In the past few years, newer electronic controls designed specifically for electric kilns have begun to incorporate true automatic, multi-zone operation. These controls typically use three separate thermocouple inputs and three relay outputs for power control. Each zone of the kiln is independently controlled on a separate control loop-sophistication that was previously only available in very expensive controllers. With the rapid advances in computer technology, the cost of such systems has dropped dramatically.
The main advantage of automatic zone control technology is that it allows dynamic adjustment of the kiln to accommodate changing elements and different loads. Typical uniformity is within 1/2 a cone or better (see Figure 1).

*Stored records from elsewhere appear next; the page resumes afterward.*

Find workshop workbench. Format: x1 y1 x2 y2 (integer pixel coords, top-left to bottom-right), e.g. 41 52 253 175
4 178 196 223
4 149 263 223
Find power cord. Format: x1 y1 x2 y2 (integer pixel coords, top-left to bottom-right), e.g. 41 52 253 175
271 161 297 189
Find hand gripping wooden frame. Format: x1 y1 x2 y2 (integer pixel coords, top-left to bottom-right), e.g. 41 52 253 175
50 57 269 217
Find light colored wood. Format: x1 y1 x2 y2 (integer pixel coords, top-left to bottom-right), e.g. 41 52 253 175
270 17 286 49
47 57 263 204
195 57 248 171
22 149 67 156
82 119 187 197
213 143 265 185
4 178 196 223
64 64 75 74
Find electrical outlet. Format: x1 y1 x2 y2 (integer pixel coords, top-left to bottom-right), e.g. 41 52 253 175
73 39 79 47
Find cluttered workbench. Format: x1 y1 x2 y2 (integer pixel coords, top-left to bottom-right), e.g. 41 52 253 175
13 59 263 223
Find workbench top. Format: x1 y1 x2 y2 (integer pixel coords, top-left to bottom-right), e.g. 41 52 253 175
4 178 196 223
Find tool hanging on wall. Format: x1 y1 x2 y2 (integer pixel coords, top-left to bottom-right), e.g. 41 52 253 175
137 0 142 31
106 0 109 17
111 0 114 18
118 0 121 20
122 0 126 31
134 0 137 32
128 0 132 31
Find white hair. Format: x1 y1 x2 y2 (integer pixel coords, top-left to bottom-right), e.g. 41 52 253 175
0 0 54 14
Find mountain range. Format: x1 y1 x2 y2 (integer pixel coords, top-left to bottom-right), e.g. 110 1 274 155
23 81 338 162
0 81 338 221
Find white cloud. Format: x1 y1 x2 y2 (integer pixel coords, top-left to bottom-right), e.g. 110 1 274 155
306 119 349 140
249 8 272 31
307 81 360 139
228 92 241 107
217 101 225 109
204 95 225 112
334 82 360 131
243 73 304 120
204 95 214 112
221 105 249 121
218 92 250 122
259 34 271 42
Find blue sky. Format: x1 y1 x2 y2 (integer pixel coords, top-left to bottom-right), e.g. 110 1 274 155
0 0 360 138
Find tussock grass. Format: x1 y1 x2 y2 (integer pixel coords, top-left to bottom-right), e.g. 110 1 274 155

The downside of automatic zone control is that it can slow down the kiln because it works by turning off power to hotter zones. In the past, this sometimes resulted in an error code shutting off the kiln because it was firing too slowly. However, this technology has matured over the past few years. Many of today's controls include the ability to turn zone control off during all but the last segment of the program to speed up firing. The degree of allowable difference can also be changed from one thermocouple to the next. The typical default setting is 25°F, but this can be raised or lowered. For instance, a very tight temperature tolerance of 10°F might be required when firing glass. Most ceramic bisque work, on the other hand, is much less critical, and would do fine with a "lag" setting of 50°F. Another algorithm in the control automatically changes the ramp rates to allow the whole kiln to match the speed of a slow zone.
With these sophisticated software features, much of the initial trouble of electronic zone control has been eliminated. The key to good functioning now is to ensure that there is enough power in the kiln to compensate for the effects of the zone control. (Check with your kiln supplier or a certified electrician to determine the appropriate wattage.)